La prova di forza, però, non si è mai materializzata. I protuali hanno organizzato un presidio, ma questo presidio è durato poco: sabato sera si era già sciolto, e i rappresentanti dei lavoratori avevano detto che dal giorno successivo il lavoro sarebbe ripreso. Poi però c’era stato un dietrofront e l’annuncio che la protesta sarebbe continuata. In questo clima caotico a Trieste era sucesso un po’ di tutto: al presidio erano comparsi prima Fabio Tuiach – che fa effettivamente il portuale a Trieste ma che è più noto per essere un pugile, un ex consigliere comunale e per essersi fatto espellere prima dalla Lega e poi da Forza Nuova per le sue posizioni estremiste – e poi Enrico Montesano e il “generale” (che intanto non è più generale) Pappalardo, veniti a portare solidarietà e supporto. 

In breve: la protesta dei portuali, che già in partenza appariva fortemente egemonizzata dagli ambienti di estrema destra – già settimana scorsa, all’annuncio dell’imminente sciopero, facendo un giro sugli hashtag #Trieste e #portuali si potevano trovare testimonianze di questa natura reazionaria delle proteste, con tantissimi tweet di sostegno provenienti da account di destra – era diventata una sorta di circo. E sopratuttto i lavoratori erano diventati sempre più una minoranza, rimpiazzati da manifestanti provenienti da fuori e appartenenti alle frange più estremiste del movimento no-Green Pass e no-vax.

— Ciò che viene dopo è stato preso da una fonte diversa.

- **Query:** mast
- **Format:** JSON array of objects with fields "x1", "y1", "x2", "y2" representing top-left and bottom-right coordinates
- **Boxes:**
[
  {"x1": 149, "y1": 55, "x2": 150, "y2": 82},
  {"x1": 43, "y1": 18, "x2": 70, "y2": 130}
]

Intanto, il leader della protesta Stefano Puzzer ha rassegnato le sue dimissioni dal Coordinamento dei lavoratori portuali di Trieste (Cplt). “È giusto che mi assuma le mie responsabilità”, ha detto. La sua responsabilità in questo caso è l’aver annunciato prima la fine dello sciopero e poi la sua continuazione fino al 20 ottobre. Il risultato finale di tutto lo sciopero sembra essere un ritorno al punto di partenza: in un comunicato i portuali si dicono soddisfatti dell’offerta del governo dei tamponi gratuiti per i portuali – proprio l’offerta che avevano rimandato al mittente prima di iniziare lo sciopero. 

Gli altri sindacati invece, quelli confederali, hanno preso le distanze dalle proteste di questi giorni. “Il forte legame tra il porto, i suoi lavoratori e la città non può e non deve essere compromesso da persone che con il porto non hanno nulla a che fare”, hanno scritto in un comunicato congiunto Cgil, Cisl e Uil, probabilmente riferendosi al fatto che lo sciopero dei portuali nel corso del weekend fosse diventato una specie di passerella per personaggi equivoci. “Le legittime manifestazioni di dissenso devono essere garantite ma non possono impedire ad un porto e ad una città di continuare a generare reddito e prospettive per il futuro. Quelle persone che hanno dimostrato solidarietà a quei lavoratori portuali in presidio facciano un passo in avanti e liberino il porto e quei lavoratori da un peso e una responsabilità che non hanno. Non si esasperi questa situazione perché, nel rispetto di tutte le idee, chiediamo che la maggioranza non sia ostaggio di una minoranza”.